Activists have been added to boards of 224 public companies since 2015.
Evercore expects substantial activity in M&A, hostile activity and shareholder activism in 2017. Here’s what we expect to be the key drivers.
M&A will increase significantly, driven by cash-funded deals: Recent surveys of leading U.S. executives indicate that over 75% expect to pursue M&A in 2017. What’s driving this optimism? An overabundance of cash: Morningstar estimates that cash balances for the S&P 500 (ex-financials) are standing at the highest levels in at least 10 years. These cash balances will be turbocharged by additional firepower that is expected to result from Trump tax cuts. In addition, reduced corporate taxes are also expected to buttress corporate cash; investors expect this relief to be substantial and to occur in the near term.
The Power of Index Funds . . . and the Impact on the Corporate Investor Relations Function: The massive shift of investments into index funds and out of actively managed funds continued through 2016. A much larger percentage of the shareholder register of U.S. public companies is now comprised of index funds.
As a result of this seismic shift, companies are reconfiguring their investor relations (IR) function. Shareholder engagement is being tailored to strengthen relationships with index funds and other proxy voting constituencies. Communicating long-term strategy — and how the company’s board is configured to support that strategy — has now become a standard part of investor dialogues. In addition, director involvement in shareholder communications has sharply increased. In 2016, 66% of companies in the S&P 500 indicated that their directors engaged with shareholders, as compared with only 6% of companies in 2010, according to the Ernst & Young Center for Board Matters.
Activism Continues to Evolve: Activists in 2016 remained incredibly busy, launching 319 new campaigns and 109 proxy fights, according to FactSet. Yet, despite many high-profile campaigns, activist performance continues to be mixed. Some funds have had substantial losses, which is not surprising given the concentrated nature of their investment portfolios and their investments in sectors facing serious headwinds (like energy), while other funds have had a strong year.
In addition, even though activists have continued to outperform other hedge funds, by some measures they have underperformed the market. Regardless, their “success rate” continues to be high: activists have been added to boards of 224 public companies since 2015. Moreover, notwithstanding substantial preparedness exercises with advisors, many companies are woefully unprepared for activist attacks, and quickly accede to forced sales or CEO changes soon after activists disclose a position (25 of the campaigns for board seats in 2016 involved a CEO transition).
Interestingly, recent performance of companies after activists have gained boards seats also has been underwhelming. In the companies where an activist obtained board representation in 2015 and remained on the board through 2016, the average stock price of those companies was down 8.9% through 2016 year end, while the S&P 500 was up 8.8% during that period.
Activists see an increased level of activity in 2017. Specifically, activist funds are reportedly seeing significant opportunities in the information technology, energy, health care, and telecommunications sectors. In these sectors, wide differentials have developed between the outperformers and underperformers, which the activists will be well positioned to exploit. In addition, consolidation continues to accelerate in these sectors.

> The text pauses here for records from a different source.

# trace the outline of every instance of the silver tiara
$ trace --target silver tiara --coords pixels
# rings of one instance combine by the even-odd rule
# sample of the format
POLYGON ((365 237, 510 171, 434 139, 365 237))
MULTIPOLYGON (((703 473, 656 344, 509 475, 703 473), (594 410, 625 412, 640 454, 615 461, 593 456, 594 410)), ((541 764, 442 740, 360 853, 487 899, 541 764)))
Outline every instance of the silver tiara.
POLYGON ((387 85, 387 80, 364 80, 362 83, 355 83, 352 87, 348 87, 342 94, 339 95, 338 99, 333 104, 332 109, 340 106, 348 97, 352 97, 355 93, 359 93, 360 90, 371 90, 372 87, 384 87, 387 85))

Boards Remain Unconvinced of the Merits of Activism: In a recent survey by the NYSE of NYSE-listed company directors:
• 85% of those directors believed that activism puts too much emphasis on short-term performance.
• 84% thought that activism creates a negative distraction for management and the board.

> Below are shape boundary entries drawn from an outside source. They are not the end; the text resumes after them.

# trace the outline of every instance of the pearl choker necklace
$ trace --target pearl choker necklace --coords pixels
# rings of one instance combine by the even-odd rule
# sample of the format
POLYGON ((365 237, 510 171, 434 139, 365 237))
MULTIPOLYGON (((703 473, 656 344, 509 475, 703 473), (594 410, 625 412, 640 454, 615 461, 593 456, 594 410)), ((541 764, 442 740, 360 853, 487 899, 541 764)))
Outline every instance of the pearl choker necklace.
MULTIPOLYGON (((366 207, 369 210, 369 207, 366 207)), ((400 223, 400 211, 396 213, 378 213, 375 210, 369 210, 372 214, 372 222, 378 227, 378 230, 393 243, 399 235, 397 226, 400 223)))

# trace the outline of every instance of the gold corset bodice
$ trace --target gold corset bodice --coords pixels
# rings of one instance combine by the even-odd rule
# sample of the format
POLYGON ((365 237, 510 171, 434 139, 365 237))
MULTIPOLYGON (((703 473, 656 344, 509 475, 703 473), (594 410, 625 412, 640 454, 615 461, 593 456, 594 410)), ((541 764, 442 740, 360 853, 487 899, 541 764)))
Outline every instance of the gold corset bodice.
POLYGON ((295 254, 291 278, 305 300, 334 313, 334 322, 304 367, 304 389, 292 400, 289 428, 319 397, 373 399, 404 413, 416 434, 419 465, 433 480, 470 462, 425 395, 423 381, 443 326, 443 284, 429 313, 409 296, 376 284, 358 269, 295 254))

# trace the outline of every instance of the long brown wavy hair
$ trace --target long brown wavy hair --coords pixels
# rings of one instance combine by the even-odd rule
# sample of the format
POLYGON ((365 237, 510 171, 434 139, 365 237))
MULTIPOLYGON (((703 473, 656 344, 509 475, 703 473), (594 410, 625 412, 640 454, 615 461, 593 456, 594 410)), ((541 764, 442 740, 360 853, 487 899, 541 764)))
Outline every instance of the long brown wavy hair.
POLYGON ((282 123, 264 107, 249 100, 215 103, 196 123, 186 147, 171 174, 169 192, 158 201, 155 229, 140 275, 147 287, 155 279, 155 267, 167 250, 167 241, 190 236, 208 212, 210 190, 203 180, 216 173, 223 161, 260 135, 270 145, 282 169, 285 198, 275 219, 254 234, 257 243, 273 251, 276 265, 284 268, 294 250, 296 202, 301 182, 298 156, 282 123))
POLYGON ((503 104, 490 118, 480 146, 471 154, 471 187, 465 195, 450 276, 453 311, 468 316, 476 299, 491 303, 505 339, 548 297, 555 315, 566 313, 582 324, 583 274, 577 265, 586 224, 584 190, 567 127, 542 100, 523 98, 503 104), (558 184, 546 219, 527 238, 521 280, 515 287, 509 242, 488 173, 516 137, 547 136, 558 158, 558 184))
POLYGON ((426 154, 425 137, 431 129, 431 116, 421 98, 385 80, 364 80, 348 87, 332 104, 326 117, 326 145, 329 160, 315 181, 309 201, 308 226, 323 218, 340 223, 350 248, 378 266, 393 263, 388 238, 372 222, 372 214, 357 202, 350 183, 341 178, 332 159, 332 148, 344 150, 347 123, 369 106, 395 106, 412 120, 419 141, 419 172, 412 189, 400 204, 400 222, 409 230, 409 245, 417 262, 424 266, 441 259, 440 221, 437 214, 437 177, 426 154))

• 86% of those directors said they would not welcome an activist’s involvement on their company’s board.
• 97% believed that activist-nominated directors should not be permitted to share confidential information with other members of their fund.
Even though activist performance continues to be mixed, activists continue to achieve board seats in campaigns — typically via settlements. The principal objectives of activists have slightly shifted, from adding leverage and breakups to CEO change and forcing M&A. Campaigns to force sales of midcap companies have become increasingly common, particularly in tech and biotech. These companies are typically put up for sale within a few weeks of the launch of the activist’s public campaign, and the success rates have been uneven.
However, as the index funds continue to grow in size, they are expected to increasingly serve as a powerful influence and, in many situations, a counterweight to the views of activists.